Given $\Delta ABC \sim \Delta PQR$ for the correspondence $ABC \leftrightarrow PQR.$ $\overline{AD}$ is a median in $\Delta ABC$ and $\overline{PM}$ is a median in $\Delta PQR.$ Prove that $\frac{AD}{PM} = \frac{AB}{PQ}.$

(N/A) Given: $\Delta ABC \sim \Delta PQR$ with correspondence $ABC \leftrightarrow PQR.$ $\overline{AD}$ and $\overline{PM}$ are medians of $\Delta ABC$ and $\Delta PQR$ respectively.
To prove: $\frac{AD}{PM} = \frac{AB}{PQ}.$
Proof:
$1$. Since $\Delta ABC \sim \Delta PQR,$ the corresponding sides are proportional and corresponding angles are congruent.

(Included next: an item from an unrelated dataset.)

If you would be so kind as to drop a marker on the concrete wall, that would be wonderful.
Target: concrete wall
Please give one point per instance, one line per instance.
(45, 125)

$\therefore \frac{AB}{PQ} = \frac{BC}{QR} = \frac{AC}{PR}$ and $\angle B \cong \angle Q \quad \dots (1)$
$2$. Since $\overline{AD}$ and $\overline{PM}$ are medians,$D$ is the midpoint of $BC$ and $M$ is the midpoint of $QR.$
Therefore,$BC = 2BD$ and $QR = 2QM.$
$3$. Substituting these into equation $(1)$:
$\frac{AB}{PQ} = \frac{2BD}{2QM} = \frac{BD}{QM} \quad \dots (2)$
$4$. In $\Delta ABD$ and $\Delta PQM$:
From $(1)$,$\angle B \cong \angle Q.$
From $(2)$,$\frac{AB}{PQ} = \frac{BD}{QM}.$
$5$. By the $SAS$ (Side-Angle-Side) similarity criterion,$\Delta ABD \sim \Delta PQM.$
$6$. Since the triangles are similar,their corresponding sides are proportional:
$\therefore \frac{AD}{PM} = \frac{AB}{PQ}.$ Hence proved.